Le scénario se répète, encore, et il devient franchement inquiétant. Jorge Martin vient de subir deux nouvelles interventions chirurgicales majeures, et son retour en MotoGP 2026 est déjà placé sous le signe du doute, de la prudence… et de l’urgence médicale. Selon les informations de Motorsport.com, le champion du monde 2024 ne participera très probablement pas aux premiers essais officiels de présaison. Un nouveau coup dur. Un de plus dans une trajectoire déjà fracassée par les blessures.
Ces dernières semaines, Martin est repassé deux fois sur la table d’opération. Pour le scaphoïde de la main gauche, blessure datant de février dernier, jamais totalement consolidée malgré une première chirurgie. Et pour la clavicule droite, fracturée le 27 septembre au départ de la course sprint du GP du Japon.

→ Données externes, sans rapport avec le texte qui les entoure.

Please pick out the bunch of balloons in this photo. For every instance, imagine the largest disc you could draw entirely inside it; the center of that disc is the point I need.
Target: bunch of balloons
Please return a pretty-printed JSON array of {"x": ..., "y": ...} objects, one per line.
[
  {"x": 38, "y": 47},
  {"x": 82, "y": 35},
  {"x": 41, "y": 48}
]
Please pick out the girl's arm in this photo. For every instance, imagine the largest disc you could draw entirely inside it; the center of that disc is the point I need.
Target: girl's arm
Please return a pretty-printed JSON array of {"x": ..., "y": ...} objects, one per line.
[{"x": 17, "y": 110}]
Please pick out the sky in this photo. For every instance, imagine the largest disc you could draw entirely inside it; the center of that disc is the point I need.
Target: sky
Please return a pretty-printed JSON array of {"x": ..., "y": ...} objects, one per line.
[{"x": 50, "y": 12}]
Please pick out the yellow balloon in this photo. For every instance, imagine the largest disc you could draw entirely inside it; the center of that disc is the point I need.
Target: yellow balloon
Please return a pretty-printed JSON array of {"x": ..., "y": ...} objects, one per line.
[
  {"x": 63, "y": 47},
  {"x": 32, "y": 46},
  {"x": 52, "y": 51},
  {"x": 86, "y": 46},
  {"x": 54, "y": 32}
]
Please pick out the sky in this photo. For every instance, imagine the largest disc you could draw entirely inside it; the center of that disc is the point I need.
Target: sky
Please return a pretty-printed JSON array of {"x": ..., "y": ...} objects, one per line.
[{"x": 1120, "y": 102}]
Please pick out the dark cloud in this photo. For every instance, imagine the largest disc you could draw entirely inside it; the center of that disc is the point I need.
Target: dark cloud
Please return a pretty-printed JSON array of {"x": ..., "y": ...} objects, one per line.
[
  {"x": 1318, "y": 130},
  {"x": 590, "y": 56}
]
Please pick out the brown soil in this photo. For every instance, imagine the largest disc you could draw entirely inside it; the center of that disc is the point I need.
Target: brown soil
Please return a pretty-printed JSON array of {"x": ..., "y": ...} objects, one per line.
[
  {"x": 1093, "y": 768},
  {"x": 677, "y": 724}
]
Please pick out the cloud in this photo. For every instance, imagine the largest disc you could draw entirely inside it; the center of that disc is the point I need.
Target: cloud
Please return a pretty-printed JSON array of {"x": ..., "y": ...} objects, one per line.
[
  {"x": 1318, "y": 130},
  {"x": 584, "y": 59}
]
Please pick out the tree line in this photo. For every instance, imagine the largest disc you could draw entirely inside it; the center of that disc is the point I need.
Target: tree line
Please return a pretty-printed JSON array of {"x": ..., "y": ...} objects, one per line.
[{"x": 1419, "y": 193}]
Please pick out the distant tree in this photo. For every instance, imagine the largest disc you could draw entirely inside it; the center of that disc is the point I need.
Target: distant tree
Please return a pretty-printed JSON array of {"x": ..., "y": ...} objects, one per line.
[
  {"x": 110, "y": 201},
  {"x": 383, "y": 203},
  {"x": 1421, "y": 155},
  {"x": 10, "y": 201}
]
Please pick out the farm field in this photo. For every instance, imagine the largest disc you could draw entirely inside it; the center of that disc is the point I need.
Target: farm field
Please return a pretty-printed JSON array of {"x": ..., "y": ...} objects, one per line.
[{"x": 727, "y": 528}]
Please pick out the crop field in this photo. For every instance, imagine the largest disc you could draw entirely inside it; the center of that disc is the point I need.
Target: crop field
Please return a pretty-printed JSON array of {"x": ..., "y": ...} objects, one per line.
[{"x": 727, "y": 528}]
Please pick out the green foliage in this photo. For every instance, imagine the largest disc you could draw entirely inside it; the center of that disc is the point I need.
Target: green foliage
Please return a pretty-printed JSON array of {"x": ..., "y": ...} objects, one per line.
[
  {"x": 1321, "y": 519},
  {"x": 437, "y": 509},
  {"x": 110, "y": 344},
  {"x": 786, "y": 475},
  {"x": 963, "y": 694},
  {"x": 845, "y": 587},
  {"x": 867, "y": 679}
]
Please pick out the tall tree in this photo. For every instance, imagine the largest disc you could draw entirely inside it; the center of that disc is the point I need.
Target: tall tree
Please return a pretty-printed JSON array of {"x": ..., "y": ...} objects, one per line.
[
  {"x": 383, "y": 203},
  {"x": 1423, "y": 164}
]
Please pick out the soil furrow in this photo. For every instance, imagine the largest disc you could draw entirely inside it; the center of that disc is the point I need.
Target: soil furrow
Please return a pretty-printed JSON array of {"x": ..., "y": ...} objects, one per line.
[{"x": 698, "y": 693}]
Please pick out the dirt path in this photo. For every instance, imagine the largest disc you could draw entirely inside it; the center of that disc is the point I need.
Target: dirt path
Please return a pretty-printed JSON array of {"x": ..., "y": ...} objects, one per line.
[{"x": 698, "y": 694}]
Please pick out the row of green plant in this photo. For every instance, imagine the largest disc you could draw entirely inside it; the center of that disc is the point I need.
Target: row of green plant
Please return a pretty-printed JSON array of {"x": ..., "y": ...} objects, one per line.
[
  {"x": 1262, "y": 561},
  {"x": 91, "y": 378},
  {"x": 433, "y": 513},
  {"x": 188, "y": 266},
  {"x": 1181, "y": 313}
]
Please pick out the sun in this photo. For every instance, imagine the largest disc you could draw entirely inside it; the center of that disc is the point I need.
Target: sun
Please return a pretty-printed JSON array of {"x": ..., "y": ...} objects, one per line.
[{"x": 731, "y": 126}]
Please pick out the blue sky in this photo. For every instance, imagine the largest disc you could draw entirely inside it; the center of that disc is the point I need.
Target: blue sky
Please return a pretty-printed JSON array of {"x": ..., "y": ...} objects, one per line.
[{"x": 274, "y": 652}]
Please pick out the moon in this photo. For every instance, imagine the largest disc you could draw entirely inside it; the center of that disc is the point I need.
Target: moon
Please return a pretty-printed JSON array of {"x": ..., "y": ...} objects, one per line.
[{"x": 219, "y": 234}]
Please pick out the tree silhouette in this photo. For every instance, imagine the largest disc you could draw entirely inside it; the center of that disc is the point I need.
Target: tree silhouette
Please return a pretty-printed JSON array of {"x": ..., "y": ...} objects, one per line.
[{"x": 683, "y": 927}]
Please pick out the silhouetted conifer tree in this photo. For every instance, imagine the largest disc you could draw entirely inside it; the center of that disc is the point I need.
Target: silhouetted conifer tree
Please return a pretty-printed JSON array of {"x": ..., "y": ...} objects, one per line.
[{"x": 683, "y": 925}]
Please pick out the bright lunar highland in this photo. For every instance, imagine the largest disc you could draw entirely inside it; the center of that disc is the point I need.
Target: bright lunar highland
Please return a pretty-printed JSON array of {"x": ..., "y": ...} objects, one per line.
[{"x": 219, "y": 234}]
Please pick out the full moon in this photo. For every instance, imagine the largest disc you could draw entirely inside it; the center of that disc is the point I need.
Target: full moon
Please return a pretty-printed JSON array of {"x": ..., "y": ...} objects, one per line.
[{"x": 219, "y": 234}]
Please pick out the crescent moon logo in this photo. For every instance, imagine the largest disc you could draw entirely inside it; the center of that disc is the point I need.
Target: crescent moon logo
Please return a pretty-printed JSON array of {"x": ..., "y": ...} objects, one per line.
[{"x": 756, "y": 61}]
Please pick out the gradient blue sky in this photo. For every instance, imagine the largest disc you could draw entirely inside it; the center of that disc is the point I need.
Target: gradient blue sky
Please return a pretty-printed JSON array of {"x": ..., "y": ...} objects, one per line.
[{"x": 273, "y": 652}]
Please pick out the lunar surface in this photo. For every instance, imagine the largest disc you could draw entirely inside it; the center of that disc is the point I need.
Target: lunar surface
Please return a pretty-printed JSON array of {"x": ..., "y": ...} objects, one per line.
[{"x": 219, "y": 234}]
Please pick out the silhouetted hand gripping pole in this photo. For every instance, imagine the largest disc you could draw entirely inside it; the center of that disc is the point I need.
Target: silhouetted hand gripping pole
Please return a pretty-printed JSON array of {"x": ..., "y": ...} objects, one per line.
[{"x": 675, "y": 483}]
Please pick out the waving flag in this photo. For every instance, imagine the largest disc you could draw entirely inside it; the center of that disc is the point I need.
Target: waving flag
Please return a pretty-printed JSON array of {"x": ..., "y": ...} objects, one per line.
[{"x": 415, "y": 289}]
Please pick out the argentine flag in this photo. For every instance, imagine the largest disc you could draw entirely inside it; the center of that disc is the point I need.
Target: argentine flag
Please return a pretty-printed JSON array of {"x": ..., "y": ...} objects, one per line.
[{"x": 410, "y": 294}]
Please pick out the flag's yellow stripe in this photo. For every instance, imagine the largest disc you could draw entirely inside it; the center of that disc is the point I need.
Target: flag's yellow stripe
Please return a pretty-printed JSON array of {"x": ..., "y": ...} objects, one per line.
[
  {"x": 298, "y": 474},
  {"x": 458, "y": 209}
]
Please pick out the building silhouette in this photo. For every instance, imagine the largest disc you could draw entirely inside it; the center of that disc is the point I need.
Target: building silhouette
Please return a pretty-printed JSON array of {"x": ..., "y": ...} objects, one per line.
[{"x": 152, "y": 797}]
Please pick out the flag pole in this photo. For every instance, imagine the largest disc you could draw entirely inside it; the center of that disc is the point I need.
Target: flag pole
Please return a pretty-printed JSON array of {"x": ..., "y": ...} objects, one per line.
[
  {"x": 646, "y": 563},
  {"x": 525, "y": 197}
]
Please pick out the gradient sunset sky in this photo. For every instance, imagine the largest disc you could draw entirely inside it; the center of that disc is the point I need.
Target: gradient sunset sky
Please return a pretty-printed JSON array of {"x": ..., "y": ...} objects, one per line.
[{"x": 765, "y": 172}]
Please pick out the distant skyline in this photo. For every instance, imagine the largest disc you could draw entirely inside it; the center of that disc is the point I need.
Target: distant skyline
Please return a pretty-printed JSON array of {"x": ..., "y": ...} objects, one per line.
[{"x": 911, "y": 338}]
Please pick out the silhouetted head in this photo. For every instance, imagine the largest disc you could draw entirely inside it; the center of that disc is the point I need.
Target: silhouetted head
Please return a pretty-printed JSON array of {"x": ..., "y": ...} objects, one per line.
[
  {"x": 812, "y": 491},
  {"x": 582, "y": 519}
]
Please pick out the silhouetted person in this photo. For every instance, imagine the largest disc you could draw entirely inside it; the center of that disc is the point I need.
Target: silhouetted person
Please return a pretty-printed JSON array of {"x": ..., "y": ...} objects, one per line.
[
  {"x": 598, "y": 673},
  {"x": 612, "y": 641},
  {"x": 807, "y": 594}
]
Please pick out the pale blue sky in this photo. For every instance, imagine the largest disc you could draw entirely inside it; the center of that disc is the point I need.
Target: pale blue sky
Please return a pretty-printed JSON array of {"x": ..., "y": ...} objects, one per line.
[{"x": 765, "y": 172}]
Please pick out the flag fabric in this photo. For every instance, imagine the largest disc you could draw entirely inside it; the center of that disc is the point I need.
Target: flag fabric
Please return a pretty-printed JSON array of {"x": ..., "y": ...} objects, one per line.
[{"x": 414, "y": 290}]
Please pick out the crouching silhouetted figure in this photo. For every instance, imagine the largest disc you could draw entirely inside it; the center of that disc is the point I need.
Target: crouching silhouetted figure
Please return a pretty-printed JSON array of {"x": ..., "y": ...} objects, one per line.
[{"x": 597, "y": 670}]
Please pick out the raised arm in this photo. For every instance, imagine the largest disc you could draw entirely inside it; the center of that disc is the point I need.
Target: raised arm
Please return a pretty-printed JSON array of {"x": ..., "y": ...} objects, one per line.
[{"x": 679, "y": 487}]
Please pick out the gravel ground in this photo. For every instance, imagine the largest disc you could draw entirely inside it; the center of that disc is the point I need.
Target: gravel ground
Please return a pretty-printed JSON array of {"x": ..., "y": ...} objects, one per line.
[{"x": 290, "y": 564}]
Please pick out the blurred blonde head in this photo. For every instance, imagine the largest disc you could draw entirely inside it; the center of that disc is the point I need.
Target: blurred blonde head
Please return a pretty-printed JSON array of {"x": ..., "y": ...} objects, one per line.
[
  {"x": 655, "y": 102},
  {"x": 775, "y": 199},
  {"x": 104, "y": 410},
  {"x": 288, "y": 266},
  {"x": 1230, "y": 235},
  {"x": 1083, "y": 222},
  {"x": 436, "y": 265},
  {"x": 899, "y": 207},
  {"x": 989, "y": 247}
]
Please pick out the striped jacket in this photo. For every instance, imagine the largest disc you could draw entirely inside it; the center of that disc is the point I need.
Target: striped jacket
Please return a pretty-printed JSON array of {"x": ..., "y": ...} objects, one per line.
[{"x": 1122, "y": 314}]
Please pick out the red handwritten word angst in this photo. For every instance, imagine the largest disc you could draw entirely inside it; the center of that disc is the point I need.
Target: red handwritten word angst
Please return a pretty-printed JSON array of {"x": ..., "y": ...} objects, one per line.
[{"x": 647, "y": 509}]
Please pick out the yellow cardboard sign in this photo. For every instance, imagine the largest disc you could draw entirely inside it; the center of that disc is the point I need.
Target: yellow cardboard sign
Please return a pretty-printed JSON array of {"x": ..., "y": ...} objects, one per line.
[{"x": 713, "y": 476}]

Deux blessures déjà opérées en 2025. Deux blessures censées être “réparées”. Deux blessures qui, en réalité, n’ont jamais guéri correctement. Résultat : examens complémentaires, verdict médical sans appel, et décision radicale : corriger chirurgicalement les deux zones.
Depuis les essais de Valence en novembre, Martin n’a plus roulé. Uniquement de la rééducation, du travail en salle, de la récupération physique. Un champion du monde sans moto, un pilote d’usine à l’arrêt complet et un projet sportif bloqué dès janvier.

Sepang sans Jorge Martin ? L’usine Aprilia déjà amputée
Les doutes sont désormais sérieux : Martin ne devrait pas être présent aux essais de présaison de Sepang (3–5 février) sur le circuit de Sepang International Circuit.
Ce n’est pas une simple absence logistique. C’est un handicap technique majeur pour Aprilia, qui va devoir développer la RS-GP26 sans son pilote n°1 en piste. Comme l’an dernier.
C’est Lorenzo Savadori, pilote d’essai Aprilia, qui assurera l’intérim à Sepang. Exactement comme en 2025, où il avait déjà remplacé Martin lors de 13 Grands Prix.
Autrement dit, Aprilia recommence une saison avec un pilote d’usine absent et un développement technique porté par un pilote d’essai. Stratégiquement, c’est un désastre silencieux.
Le plan est clair, mais fragile : retour espéré pour les essais de Buriram les 21 et 22 février sur le circuit de Chang International Circuit et retour en course pour le Grand Prix de Thaïlande le 1er mars. Mais tout dépendra de la récupération réelle, pas du calendrier.
Le plus inquiétant ? Ce film, on l’a déjà vu en 2025 : blessure dès le premier jour des essais de Sepang, présaison détruite, 4 opérations dans l’année, seulement 4 courses terminées sur 22, une saison fantôme, un corps brisé et un projet Aprilia neutralisé. Et 2026 commence exactement sur le même schéma.
Jorge Martin n’a pas de problème de vitesse. Il n’a pas de problème de mental. Il n’a pas de problème de talent. Il a un problème bien plus brutal : son corps ne suit plus le rythme de la violence moderne du MotoGP.
Deux opérations en janvier, une présaison compromise, un développement technique amputé…
Une équipe qui attend. Un calendrier qui n’attend pas.
Le MotoGP 2026 n’a même pas commencé que le champion du monde lutte déjà pour simplement être présent. Et cette fois, ce n’est plus une question de performance. C’est une question de durabilité physique.
La vraie question n’est plus : quand Martín reviendra-t-il ? Mais plutôt : combien de temps un corps peut-il encore encaisser ce niveau de sport extrême ? Et combien de saisons un champion peut-il perdre… avant que la carrière ne commence à s’éteindre plus vite que la légende qu’il était censé écrire.